After a tipping point is reached, primary and secondary forests could continue to provide some value for timber and non-timber forest products during a transition period of dieback. We anticipate that the value function in the problem after collapse would be negligible, in which case
$\frac{{\partial {V_a}\left( \cdot \right)}}{{\partial F\left( T \right)}},\frac{{\partial {V_a}\left( \cdot \right)}}{{\partial S\left( T \right)}} \cong 0$ and the transversality conditions become
${\lambda _F}\left( T \right) = {\lambda _S}\left( T \right) = 0$.
4.1. Parameterization
There is a paucity of studies reporting all the necessary parameters in our model for tropical forests. Additionally, some studies report estimates based on standing tree volume per hectare (ha), while others report estimates based on forest hectares. In cases where we obtain cost or price information based on volume, we convert these inputs to a per-hectare basis using published figures for trees per hectare or volume per hectare measurements for planted and native tropical forests. We use published exchange rates and inflation to adjust revenues and costs to 2021 U.S. dollars (US$). Table 1 contains our baseline parameter values on a land area basis. We initially assume that 85 per cent of the land base is primary forest, 10 per cent is secondary forest and 5 per cent is agriculture. In the United States, agricultural land rent ranges from US$84 to 1084/ha (USDA, 2020). As a starting point, we assume that agricultural land rent for a 10-year period is US$800/ha, which places annual rents at the lower end of the published range of estimates. Using a low value for agricultural rents implies that our collapse estimates will be relatively conservative, given slower conversion of primary forests to agriculture, but this will be tested in sensitivity analysis.

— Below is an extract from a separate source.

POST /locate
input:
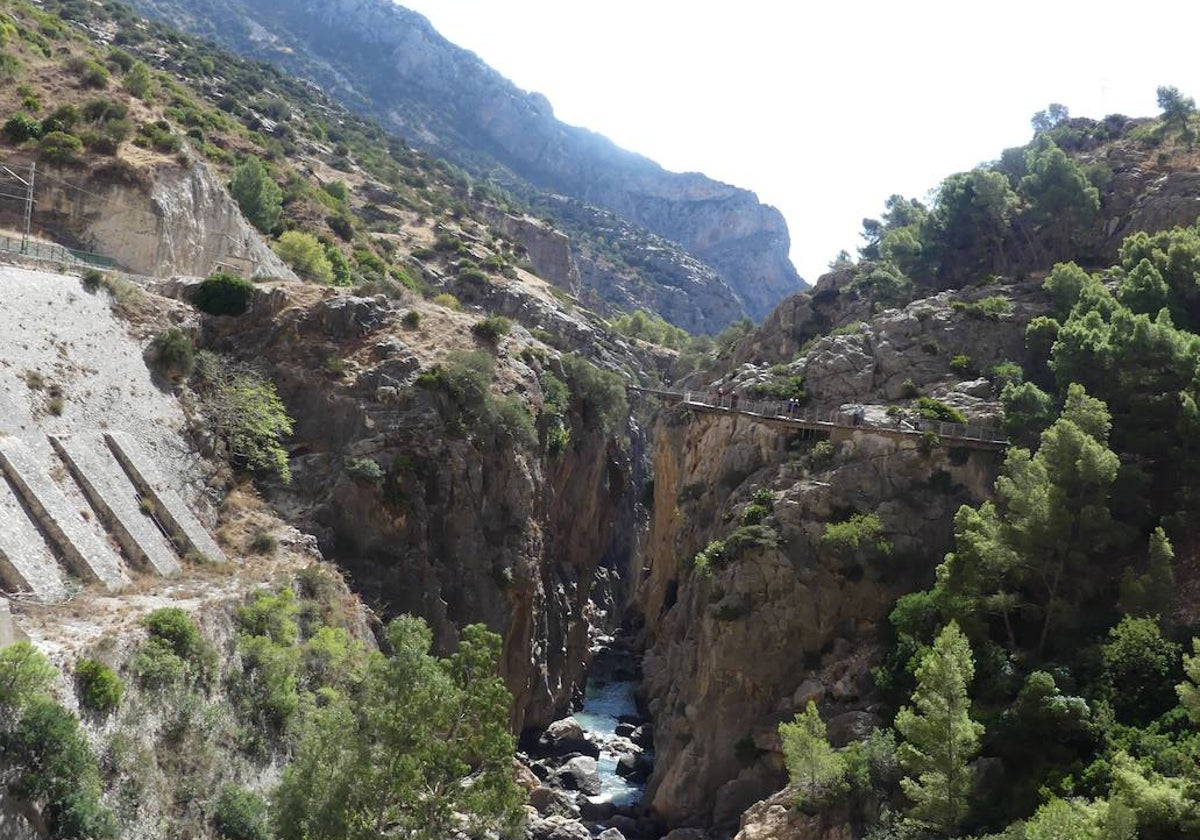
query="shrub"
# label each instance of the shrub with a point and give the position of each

Table 1. Baseline simulation model assumptions

Sources: [1] Bauch et al. (Reference Bauch, Amacher and Merry2007); [2] ITTO (2021); [3] Garzuglia and Saket (Reference Garzuglia and Saket2003); [4] Parajuli et al. (Reference Parajuli, Joshi and Maraseni2019); [5] Petit and Montagnini (Reference Petit and Montagnini2004); [6] Wolfersberger et al. (Reference Wolfersberger, Amacher, Delacote and Dragicevic2021); [7] USDA (2020).

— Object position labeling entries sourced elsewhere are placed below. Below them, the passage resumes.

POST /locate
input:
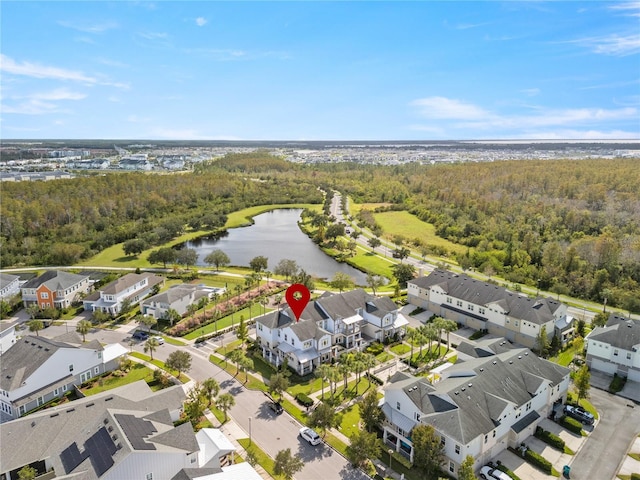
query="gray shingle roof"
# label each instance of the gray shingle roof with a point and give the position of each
(55, 280)
(619, 332)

Timber harvest stumpage prices and mill gate prices are proprietary information and not easily obtained. We therefore use reported regional prices and forest harvest volume levels in the International Tropical Timber Organization (ITTO) April 2021 (16th–30th) Tropical Timber Market Report to compute revenues from harvesting. Market prices in this report range from US$63–3,259/m3. Using the volume-area estimates of Garzuglia and Saket (Reference Garzuglia and Saket2003) and a base primary forest timber price of US$400/m3, we assume primary forest harvesting revenue equals US$48,400/ha, which represents a median value. For secondary forests, we use a reported composite timber price for plantations in Brazil, reported by ITTO (2021), and assume that harvesting revenue is US$22,650/ha. This is considerably lower than for harvesting primary forests, but it makes sense given that primary forests contain highly desirable and high-volume exported species.
Bauch et al. (Reference Bauch, Amacher and Merry2007) estimated forest harvesting cost in the Brazilian Amazon for secondary forests along the BR-163 highway. Their reported costs for harvesting primary forests ranged from $R143.62192.86/m3. Using their exchange rate (US$0.34 = $R1.00) and the reported rate of inflation between 2007 and 2021, we convert this harvesting cost to US$48.83–65.57/m3 of wood harvested. To restate this figure on a per-hectare basis, we again make use of the only study of forest stocking values in tropical forests we are aware of (Garzuglia and Saket, Reference Garzuglia and Saket2003), who find that wood volume averaged 151 m3/ha. For comparison purposes, this is roughly 10 times the volume typically found in a mature temperate mixed hardwood-softwood forest. They also estimated primary forest harvesting costs as high as $R7,373–9,901/ha. These results are comparable to those of Bauch et al. (Reference Bauch, Amacher and Merry2007). We calibrate the cost parameter
${c_d}$ to ensure that our assumed base case primary forest harvesting cost falls within these ranges. Harvesting cost is reasonably slightly less than 20 per cent of the primary forest harvesting revenue in our base model.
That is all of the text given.